RFI : Quelle a été votre réaction à la vue de ces images de chasse aux juifs dans un aéroport du Caucase ?
Anne Le Huérou : Évidemment, j’étais sans voix. D’autant plus que j’étais il y a quelques jours à Helsinki avec des collègues du Nord-Caucase et en particulier du Daguestan. On n’a absolument pas évoqué la possibilité d’une action de ce type-là, même si bien sûr la situation au Proche-Orient pouvait occasionner certaines tensions sur les réseaux sociaux, je pense que personne ne pouvait imaginer une chose pareille.
Effectivement, des incidents avaient commencé dès samedi dans d’autres républiques du Nord-Caucase, en Kabardino-Balkarie et en Karatchaïevo-Tcherkessie. Mais là, on a eu vraiment un épisode d’une force et d’une brusquerie tout à fait inattendue, même dans ce contexte de la situation au Proche-Orient qui joue le rôle d’étincelle.
Il y a des mouvements organisés dans cette région du Nord-Caucase qui pourraient justement jouer sur cette situation ?
Des mouvements organisés, c’est difficile à dire dans le contexte général de la Russie où plus aucune opposition n’est tolérée et où l’espace public est totalement réduit à quelques réseaux sociaux, mais qui justement peuvent, en l’absence d’un espace public régulé et démocratique, enflammer les choses très rapidement.
Il y a des tensions sociales au Daguestan. Il y a eu beaucoup et il y a encore des tensions religieuses à l’intérieur de la communauté musulmane, mais il n’y a pas de tensions particulières entre juifs et musulmans au Daguestan. Il y a depuis très longtemps une communauté juive appelée « juifs des montagnes » au Daguestan, mais une communauté aujourd’hui réduite à peu près 1 500 personnes. Des gens qui pour beaucoup ont quitté la Fédération de Russie pour Israël après la fin de l’Union soviétique. Tout cela remonte à beaucoup de temps.
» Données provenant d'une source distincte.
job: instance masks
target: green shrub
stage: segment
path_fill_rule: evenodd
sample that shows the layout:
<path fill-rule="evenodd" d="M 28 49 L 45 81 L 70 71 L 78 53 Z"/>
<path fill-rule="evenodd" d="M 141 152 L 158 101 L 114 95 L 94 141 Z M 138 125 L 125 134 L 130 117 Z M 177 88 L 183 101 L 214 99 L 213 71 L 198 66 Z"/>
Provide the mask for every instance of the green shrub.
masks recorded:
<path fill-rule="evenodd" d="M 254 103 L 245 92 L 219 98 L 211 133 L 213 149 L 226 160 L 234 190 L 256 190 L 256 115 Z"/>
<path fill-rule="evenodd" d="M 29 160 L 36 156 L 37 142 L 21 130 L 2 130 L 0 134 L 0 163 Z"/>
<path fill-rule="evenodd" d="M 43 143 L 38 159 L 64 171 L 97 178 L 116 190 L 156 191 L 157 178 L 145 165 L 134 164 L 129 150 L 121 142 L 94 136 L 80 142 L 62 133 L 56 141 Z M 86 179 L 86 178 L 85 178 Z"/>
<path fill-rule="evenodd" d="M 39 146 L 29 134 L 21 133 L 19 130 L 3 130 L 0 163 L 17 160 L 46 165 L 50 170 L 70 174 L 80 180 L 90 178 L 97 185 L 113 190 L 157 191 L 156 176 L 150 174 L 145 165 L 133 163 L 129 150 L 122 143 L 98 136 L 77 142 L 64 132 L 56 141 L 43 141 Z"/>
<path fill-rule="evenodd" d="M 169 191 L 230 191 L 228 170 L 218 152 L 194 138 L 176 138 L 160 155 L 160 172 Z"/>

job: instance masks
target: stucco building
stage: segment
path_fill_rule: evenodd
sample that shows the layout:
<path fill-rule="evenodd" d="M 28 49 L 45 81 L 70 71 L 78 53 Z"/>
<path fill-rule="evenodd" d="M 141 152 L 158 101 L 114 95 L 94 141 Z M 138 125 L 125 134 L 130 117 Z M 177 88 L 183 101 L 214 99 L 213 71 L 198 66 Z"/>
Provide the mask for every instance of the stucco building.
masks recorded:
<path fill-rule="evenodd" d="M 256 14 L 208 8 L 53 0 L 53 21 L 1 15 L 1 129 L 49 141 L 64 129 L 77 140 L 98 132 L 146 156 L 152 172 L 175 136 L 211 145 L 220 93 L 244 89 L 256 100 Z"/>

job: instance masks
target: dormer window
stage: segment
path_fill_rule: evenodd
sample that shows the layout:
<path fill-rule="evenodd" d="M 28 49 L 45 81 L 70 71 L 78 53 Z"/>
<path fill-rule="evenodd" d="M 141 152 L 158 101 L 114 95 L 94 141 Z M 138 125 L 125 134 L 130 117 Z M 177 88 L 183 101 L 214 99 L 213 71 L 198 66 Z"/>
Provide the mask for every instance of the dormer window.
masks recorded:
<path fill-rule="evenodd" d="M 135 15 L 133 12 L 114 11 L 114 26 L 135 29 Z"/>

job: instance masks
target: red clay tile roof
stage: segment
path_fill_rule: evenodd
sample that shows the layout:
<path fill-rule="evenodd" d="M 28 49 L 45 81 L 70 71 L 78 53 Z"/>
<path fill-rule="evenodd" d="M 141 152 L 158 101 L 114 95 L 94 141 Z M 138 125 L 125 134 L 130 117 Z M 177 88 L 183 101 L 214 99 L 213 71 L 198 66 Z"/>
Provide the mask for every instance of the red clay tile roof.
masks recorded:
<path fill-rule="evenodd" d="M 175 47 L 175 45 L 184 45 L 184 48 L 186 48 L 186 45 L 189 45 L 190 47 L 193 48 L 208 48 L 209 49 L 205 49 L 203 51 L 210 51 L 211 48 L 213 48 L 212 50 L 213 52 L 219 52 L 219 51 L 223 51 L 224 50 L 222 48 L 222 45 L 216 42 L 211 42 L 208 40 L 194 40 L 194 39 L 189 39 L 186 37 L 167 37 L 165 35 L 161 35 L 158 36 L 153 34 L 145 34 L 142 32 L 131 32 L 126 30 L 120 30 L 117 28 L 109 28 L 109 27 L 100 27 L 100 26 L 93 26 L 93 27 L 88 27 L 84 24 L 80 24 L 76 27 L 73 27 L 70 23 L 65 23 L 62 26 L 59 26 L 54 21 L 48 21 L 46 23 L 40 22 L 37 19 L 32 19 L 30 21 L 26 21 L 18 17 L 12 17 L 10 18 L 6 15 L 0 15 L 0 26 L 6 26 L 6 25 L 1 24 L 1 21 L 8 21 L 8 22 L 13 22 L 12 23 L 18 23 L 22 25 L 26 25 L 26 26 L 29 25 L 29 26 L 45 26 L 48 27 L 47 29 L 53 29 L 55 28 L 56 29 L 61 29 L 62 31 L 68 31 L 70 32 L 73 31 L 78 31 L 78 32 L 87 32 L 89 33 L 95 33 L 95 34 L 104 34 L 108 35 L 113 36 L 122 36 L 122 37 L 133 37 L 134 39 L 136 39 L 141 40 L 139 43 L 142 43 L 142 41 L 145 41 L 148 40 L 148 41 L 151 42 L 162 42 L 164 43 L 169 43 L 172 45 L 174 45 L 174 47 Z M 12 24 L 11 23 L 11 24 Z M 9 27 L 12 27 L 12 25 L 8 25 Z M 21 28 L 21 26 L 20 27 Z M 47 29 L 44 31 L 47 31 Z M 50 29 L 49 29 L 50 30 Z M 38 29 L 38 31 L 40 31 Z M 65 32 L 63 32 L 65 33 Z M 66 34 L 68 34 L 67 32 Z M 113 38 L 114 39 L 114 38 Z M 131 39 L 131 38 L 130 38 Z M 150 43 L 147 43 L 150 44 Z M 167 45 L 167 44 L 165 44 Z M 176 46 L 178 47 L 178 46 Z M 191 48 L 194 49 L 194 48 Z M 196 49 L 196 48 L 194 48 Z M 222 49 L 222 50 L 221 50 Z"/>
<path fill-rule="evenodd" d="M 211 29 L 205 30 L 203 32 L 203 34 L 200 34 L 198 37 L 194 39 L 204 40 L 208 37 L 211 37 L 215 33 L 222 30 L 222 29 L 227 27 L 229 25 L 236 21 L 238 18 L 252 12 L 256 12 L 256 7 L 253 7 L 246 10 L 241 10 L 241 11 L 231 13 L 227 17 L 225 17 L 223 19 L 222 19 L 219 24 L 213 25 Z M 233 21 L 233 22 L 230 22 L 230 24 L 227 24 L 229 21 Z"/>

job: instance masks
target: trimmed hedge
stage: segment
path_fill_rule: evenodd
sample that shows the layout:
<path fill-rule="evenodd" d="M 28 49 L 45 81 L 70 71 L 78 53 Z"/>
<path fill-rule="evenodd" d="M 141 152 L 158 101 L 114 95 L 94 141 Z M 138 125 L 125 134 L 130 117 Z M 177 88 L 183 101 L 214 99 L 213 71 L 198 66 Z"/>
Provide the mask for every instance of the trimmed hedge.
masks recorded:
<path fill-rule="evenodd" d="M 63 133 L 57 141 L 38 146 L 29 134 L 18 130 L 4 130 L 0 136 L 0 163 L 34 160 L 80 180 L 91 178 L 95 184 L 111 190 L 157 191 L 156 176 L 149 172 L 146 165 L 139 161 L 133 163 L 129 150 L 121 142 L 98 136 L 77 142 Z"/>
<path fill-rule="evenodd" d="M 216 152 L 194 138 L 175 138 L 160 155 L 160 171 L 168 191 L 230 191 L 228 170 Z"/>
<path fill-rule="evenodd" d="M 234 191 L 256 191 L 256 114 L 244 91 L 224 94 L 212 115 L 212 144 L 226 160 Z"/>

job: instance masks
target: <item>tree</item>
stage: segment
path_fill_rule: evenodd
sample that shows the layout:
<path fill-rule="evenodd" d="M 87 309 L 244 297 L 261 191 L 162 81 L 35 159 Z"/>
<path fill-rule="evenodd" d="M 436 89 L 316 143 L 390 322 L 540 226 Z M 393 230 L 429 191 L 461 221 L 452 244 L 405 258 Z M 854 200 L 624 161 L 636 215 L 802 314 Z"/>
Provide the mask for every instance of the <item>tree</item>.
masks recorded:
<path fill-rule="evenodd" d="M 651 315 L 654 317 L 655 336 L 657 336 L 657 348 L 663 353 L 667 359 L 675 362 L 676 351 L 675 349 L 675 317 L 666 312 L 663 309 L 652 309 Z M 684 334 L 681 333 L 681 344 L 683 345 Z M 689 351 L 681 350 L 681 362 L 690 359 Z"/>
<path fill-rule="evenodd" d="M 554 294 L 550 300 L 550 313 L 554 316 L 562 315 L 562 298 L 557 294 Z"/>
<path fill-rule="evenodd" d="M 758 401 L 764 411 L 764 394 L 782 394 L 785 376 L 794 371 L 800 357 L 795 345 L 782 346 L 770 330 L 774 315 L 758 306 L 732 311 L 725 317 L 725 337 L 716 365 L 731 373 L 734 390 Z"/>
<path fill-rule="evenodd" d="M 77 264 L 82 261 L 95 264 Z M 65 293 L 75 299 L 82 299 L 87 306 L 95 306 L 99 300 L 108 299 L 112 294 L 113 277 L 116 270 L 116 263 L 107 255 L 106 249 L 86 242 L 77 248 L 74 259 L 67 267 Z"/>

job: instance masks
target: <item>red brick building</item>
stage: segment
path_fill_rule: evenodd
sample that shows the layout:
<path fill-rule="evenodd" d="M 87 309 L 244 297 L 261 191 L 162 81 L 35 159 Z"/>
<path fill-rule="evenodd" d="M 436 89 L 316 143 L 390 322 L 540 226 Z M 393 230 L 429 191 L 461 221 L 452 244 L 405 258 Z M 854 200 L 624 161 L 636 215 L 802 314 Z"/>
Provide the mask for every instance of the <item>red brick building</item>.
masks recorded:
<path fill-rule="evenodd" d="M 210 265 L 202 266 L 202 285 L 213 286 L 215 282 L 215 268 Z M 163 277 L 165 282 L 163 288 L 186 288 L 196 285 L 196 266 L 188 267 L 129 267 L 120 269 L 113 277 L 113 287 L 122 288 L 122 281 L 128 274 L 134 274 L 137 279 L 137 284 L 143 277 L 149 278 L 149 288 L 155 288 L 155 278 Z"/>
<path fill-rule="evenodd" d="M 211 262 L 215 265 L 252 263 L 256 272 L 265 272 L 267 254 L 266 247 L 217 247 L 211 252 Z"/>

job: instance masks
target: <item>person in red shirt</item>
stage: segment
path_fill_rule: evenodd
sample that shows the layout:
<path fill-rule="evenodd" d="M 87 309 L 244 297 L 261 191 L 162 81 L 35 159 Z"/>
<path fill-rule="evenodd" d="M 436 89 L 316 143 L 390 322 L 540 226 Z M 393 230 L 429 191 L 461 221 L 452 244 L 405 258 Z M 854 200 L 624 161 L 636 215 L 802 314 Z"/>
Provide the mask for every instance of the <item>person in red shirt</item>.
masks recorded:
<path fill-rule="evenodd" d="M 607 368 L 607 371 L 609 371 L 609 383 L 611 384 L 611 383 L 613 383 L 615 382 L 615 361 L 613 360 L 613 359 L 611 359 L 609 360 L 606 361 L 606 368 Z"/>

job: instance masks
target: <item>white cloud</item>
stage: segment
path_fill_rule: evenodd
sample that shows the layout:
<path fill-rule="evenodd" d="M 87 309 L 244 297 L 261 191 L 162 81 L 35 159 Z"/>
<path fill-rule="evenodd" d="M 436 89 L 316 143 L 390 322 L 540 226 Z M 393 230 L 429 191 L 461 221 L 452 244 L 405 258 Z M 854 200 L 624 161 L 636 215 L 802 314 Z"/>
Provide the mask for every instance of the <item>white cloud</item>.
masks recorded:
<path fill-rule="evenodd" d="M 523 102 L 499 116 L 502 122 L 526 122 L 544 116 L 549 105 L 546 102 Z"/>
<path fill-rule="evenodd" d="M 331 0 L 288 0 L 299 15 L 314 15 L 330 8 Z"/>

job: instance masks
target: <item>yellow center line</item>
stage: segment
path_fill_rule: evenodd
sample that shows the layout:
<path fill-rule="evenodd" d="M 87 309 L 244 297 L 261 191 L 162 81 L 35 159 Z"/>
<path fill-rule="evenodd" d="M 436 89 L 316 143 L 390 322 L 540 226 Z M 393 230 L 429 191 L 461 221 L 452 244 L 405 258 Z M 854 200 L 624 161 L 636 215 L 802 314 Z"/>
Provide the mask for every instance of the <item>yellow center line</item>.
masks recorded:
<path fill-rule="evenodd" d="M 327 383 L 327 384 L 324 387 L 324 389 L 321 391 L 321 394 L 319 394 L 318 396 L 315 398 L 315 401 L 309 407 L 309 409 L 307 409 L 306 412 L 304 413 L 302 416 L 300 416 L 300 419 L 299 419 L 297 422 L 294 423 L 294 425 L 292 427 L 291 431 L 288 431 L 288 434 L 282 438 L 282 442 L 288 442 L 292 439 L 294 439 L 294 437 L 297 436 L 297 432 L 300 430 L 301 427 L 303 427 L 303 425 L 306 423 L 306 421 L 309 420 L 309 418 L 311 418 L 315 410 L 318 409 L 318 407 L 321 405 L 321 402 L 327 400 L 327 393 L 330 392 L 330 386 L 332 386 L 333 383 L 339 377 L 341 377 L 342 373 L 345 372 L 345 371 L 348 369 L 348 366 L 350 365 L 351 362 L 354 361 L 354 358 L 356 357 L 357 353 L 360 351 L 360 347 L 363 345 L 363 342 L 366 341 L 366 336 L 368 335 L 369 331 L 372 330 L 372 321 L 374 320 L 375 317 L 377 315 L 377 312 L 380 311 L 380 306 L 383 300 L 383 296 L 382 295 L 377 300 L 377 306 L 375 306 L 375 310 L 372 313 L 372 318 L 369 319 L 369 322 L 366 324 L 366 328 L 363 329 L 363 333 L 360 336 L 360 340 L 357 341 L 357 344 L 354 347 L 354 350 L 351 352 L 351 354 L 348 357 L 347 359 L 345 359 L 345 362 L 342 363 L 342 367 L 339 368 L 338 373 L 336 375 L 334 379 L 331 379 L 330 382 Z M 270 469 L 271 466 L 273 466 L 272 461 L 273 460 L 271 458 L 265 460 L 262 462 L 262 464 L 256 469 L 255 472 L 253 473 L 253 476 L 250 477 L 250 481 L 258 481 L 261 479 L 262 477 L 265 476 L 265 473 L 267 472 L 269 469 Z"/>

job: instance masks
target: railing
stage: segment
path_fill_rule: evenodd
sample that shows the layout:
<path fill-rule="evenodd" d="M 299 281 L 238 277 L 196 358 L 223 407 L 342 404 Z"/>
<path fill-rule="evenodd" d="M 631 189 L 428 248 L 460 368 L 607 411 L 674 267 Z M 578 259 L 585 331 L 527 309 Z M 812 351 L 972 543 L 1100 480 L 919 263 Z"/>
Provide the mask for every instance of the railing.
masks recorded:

C’est peut-être en raison de ce fait-là qu’il y a eu des rumeurs, manipulées manifestement autour du fait que certains pourraient être en train de rentrer craignant bien sûr la situation sur le territoire d’Israël aujourd’hui. Mais c’est encore difficile de démêler tous les fils de cette situation.
Le Daguestan est une République très pauvre. Sa population subit elle-même – et ça beaucoup d’observateurs russes l’ont dit sur les chaînes indépendantes – des discriminations très fortes en dehors du Daguestan. C’est aussi une région qui a payé un très lourd tribut pour la mobilisation dans la guerre en Ukraine. Il y avait d’ailleurs eu des protestations l’année dernière au moment de la grande mobilisation de septembre 2022 parce qu’il y avait le taux de décès le plus important quasiment avec la Bouriatie de toute la Fédération de Russie dans les pertes dans la guerre en Ukraine. Donc les raisons du mécontentement social et politique sont très nombreuses. C’est une région explosive et vulnérable à un discours simpliste.